Apoptosis and subsequent phagocytic clearance of apoptotic cells is important for embryonic development, maintenance of tissues that require regular cellular renewal and innate immunity. The timely removal of apoptotic cells prevents progression to secondary necrosis and release of cellular contents, preventing cellular stress and inflammation. In addition, altered phagocyte behavior following apoptotic cell contact and phagocytosis engages an anti-inflammatory phenotype, which impacts upon development and progression of inflammatory and immune responses. Defective apoptotic cell clearance underlies the development of various inflammatory and autoimmune diseases. There is considerable functional redundancy in the receptors that mediate apoptotic cell clearance, highlighting the importance of this process in diverse physiological processes. A single phagocyte may utilize multiple receptor pathways for the efficient capture of apoptotic cells by phagocytes (tethering) and the subsequent initiation of signaling events necessary for internalization. In this review, we will consider the surface alterations and molecular opsonization events associated with apoptosis that may represent a tunable signal that confers distinct intracellular signaling events and hence specific phagocyte responses in a context-dependent manner. Efficient molecular communication between phagocytes and apoptotic targets may require cooperative receptor utilization and the establishment of efferocytic synapse, which acts to stabilize adhesive interactions and facilitate the organization of signaling platforms that are necessary for controlling phagocyte responses.

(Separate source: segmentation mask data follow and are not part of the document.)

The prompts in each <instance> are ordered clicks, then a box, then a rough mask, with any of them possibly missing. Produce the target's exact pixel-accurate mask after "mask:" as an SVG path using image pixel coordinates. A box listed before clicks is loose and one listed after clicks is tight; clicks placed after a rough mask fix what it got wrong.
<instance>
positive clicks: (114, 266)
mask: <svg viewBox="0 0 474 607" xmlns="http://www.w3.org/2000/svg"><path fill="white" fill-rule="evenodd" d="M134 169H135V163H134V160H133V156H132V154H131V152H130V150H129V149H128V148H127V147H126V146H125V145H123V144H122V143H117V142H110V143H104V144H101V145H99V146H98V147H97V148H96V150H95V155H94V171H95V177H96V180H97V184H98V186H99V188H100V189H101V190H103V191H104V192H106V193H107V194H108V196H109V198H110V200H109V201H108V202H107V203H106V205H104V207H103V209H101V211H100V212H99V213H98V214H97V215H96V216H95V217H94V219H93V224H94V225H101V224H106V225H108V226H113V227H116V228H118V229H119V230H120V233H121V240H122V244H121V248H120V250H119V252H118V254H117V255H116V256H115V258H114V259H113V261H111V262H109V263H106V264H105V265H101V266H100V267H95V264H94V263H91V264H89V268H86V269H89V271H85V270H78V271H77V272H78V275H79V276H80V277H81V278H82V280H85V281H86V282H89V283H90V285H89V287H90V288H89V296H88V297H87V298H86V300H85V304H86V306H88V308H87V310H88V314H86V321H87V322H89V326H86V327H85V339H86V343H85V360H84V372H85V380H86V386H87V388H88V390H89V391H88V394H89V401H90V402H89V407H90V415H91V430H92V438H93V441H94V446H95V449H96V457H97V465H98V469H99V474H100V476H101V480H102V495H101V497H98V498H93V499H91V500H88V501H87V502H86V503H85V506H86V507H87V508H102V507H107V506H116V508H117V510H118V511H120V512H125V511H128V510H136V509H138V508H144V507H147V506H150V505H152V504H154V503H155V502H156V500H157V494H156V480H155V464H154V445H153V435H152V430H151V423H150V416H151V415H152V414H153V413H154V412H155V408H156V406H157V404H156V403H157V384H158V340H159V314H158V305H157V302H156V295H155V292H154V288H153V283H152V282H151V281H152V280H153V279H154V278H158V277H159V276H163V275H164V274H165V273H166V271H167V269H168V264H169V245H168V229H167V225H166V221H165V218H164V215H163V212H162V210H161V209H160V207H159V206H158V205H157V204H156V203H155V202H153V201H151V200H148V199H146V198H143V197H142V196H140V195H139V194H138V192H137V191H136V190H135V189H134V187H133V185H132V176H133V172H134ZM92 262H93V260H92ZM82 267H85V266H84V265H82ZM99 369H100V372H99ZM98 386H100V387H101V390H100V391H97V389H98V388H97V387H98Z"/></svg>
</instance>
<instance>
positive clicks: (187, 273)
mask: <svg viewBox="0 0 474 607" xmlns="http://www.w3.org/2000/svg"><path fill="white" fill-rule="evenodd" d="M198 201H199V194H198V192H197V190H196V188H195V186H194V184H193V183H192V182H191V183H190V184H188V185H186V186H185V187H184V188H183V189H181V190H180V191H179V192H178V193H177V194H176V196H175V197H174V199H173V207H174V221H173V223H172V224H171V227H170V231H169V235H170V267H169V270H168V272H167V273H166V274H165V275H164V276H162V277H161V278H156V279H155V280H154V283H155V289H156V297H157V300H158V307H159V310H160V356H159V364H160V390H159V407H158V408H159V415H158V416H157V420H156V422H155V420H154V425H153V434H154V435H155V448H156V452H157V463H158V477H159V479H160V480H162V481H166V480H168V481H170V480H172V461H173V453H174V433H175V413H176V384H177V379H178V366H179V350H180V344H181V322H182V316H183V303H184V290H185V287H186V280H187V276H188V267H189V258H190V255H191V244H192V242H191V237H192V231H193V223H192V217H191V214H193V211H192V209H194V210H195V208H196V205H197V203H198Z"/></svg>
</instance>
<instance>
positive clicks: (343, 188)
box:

Keywords: apoptotic cells; cell–cell interactions; macrophage; opsonin; phagocytic receptor; phagocytosis; phosphatidylserine.

Figure 1

Schematic representation of surface molecular changes associated with apoptosis. Reduced cell surface molecule expression may occur through metalloprotease-mediated proteolytic shedding. Reduced receptor expression may act to limit apoptotic cell function and generate a distinct cell surface profile from viable cells. For example, reduced expression of CD47 or disabled CD31 may lead to loss of signals preventing phagocytosis. In addition, loss of integrin regulation may result in functional uncoupling in apoptotic cells, leading to cell detachment. Altered association of cell surface molecules with lipid rafts may alter functional activity, including gain-of-function of some receptors, e.g., FcγRIIa on myeloid cells. Altered carbohydrate processing may result in reduced sialic acid exposure and appearance of accessible mannose residues. Downregulation of complement regulatory molecules (e.g., CD55 and CD46) may lead to opsonization with complement components including C3b. Exposure of anionic phospholipids, including phosphatidylserine (PtdSer), allows binding of a broad range of opsonins to apoptotic cells. Protein S and Gas6 bind to PtdSer in a Ca²⁺-dependent manner, whereas milk fat globule EGF-factor 8 (MFG-E8) binds independent of Ca²⁺. Other less well defined apoptotic cell surface changes may allow binding of other opsonins including thrombospondin, C-reactive protein, and surfactant protein A. Finally, proteins with intracellular localizations may appear on the surface of apoptotic cells, including heat-shock proteins and calreticulin. Apoptotic cell surface molecules are shaded blue whereas apoptotic cell opsonins are shaded green.

Figure 2

Molecular dimensions of proteins involved in phagocytosis of apoptotic cells. (A) Some of the major families of receptors that have been identified as having a role in the phagocytosis of apoptotic cells are depicted, drawn approximately to scale based on available published crystallographic/NMR or cryo-electron microscopy data for various protein domains. One assumption made is that the molecules have a relatively rigid structure, although it is possible that flexibility would considerably alter axial length. There are considerable differences in the dimensions of apoptotic cell opsonins and in the receptors that mediate binding of phosphatidylserine (PtdSer) binding (either directly or indirectly). (B) Example receptor–counter-receptor pairings are shown to illustrate the likely differences in intermembrane “working” distance during phagocytosis, particularly for the molecules involved in the recognition of PtdSer (shown in yellow). Phagocyte receptors are shown in blue, opsonins are shown in green, and the apoptotic cell membrane is shown in red.